Quantcast

Resident battles to overcome autism challenges

Stacy M. Brown | 5/2/2014, 6 a.m.
(Left to right) Donte Lewis with his mother, Angelia Lewis, his brother Isaiah Lewis; and his cousins Obelia Exum and Admed Exum. Courtesy Photo

— Donte Lewis is a budding entrepreneur with just one wish. He wants to be as successful in his media interests as his mother Angelia Lewis is with her natural hair care business.

“I want to take my business to the next level, be more like my mom because she’s done such a great job building her company and being successful,” said Lewis, 24.

While his mother certainly has worked hard to succeed while raising two sons on the autism spectrum, even she concedes that her son’s battle with autism provides an obstacle that has never been easy to overcome.

Bullied in middle school and told later by a school counselor that he should consider dropping pursuit of a degree; Donte proved undaunted and stubbornly drew on the support of his family, friends and his belief in God.

“The Devil is a liar and you have to fight to your wits end,” he said.

That fight continued despite studies that suggest that as little as three percent of autistic children are able to recover and live normal lives. Even with regular therapy, which is often carefully designed educational and social activities, the vast majority are unable to lead regular lives, according to officials at the National Autism Association.

April is Autism Awareness Month and Donte has taken the to prove that success can be achieved. He operates his own small business, D.J. L’s Media Services, which specializes in videography, photography, video advertisements and journalism.

He says that he is currently seeking a part-time journalism job to help support his business endeavor. He keeps busy by filming birthday parties, weddings and other gatherings for family, friends and clients.

“I do all of my mom’s shows and other events,” he said.

Donte has earned an associates degree in IT-Multimedia at the ITT Technical Institute in Baltimore. He was inducted into the National Technical Honor Society and graduated with a 3.42 grade point average.

“It’s determination on my part,” he said. “I guess I’m always willing to go the extra mile and even though it’s challenging, I haven’t let autism stand in the way.”

There’s no known single cause for autism, but health officials said it’s generally accepted that it’s caused by abnormalities in brain structure and function. In many families, there appears to be a pattern of autism or related disabilities, further supporting the theory that the disorder has a genetic basis.

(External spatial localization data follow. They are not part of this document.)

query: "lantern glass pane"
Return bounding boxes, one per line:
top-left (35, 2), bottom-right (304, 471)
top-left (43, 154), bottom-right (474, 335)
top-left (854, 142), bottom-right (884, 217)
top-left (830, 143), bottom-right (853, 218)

The characteristic behaviors of autism spectrum disorder could be apparent in infancy, but usually become obvious during early childhood ages of between 24 months to six years, according to the nonprofit, Autism Society.

Symptoms could include a baby not babbling, cooing or gesturing by 12 months old; has not uttered a single word by 16 months; does not say two-word phrases on his own by 24 months; or has any loss of any language or social skill at any age.

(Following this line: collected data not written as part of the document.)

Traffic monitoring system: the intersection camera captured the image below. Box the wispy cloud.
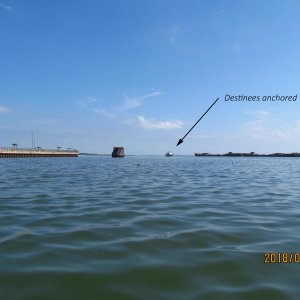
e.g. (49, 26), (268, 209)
(122, 97), (142, 110)
(121, 91), (162, 110)
(218, 9), (226, 16)
(93, 108), (116, 118)
(167, 25), (183, 47)
(0, 105), (10, 113)
(233, 41), (241, 51)
(78, 97), (116, 118)
(78, 97), (99, 108)
(225, 134), (241, 139)
(137, 115), (183, 129)
(191, 134), (217, 139)
(0, 2), (12, 11)
(241, 110), (300, 143)
(242, 110), (271, 139)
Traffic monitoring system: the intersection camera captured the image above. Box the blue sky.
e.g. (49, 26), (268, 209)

About 1 percent of the population of children in the U.S. ages 3 to 17 have an autism spectrum disorder and 1 to 1.5 million Americans live with autism while just 56 percent of students with the illness complete high school.

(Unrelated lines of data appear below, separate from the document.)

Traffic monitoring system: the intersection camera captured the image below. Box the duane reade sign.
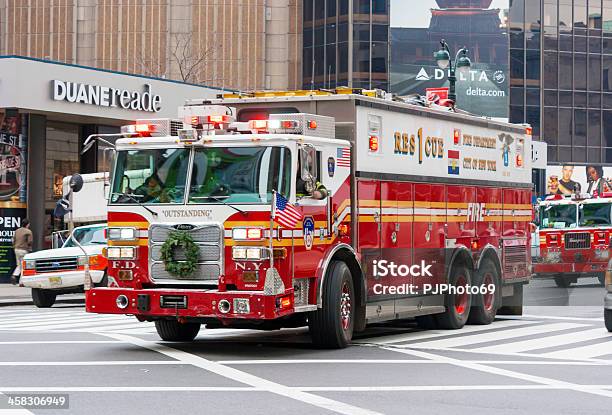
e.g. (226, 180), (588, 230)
(51, 80), (162, 112)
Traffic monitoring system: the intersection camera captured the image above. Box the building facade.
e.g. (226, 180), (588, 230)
(0, 0), (302, 91)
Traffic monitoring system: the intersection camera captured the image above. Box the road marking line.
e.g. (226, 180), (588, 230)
(0, 387), (259, 392)
(0, 341), (125, 345)
(543, 340), (612, 360)
(217, 359), (612, 366)
(477, 327), (612, 354)
(0, 311), (89, 322)
(402, 322), (587, 349)
(506, 314), (604, 322)
(101, 332), (383, 415)
(297, 384), (612, 391)
(354, 319), (531, 345)
(0, 361), (181, 366)
(0, 316), (130, 329)
(375, 345), (612, 399)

About a decade ago, Donte started a social club for young people with autism, called “Boys Nite Out,” where anyone on the spectrum can get together for lunch and encouraging interaction.

Recently, he wrote, produced, directed and starred in a show that he titled, “The Chunky Willis Show.”

“We just thought that it would be something that all of us with autism could relate to because most of us on the autism spectrum have a lot in common like movies, video games and sports,” he said.

“Boys Nite Out” has been a successful tool in helping Donte and his friends cope with the various challenges they face and it has helped to boost their confidence in their social lives, according to Donte.

“I always say that I may have autism, but autism doesn’t have me,” Donte said. “I just want everyone, every parent to know, that when their child has been diagnosed, it’s not a diagnosis that says they cannot achieve. They shouldn’t panic and think that they can’t do this or they won’t be able to do that. It’s challenging for sure, but we can still achieve and I’m going to be a success, God willing.”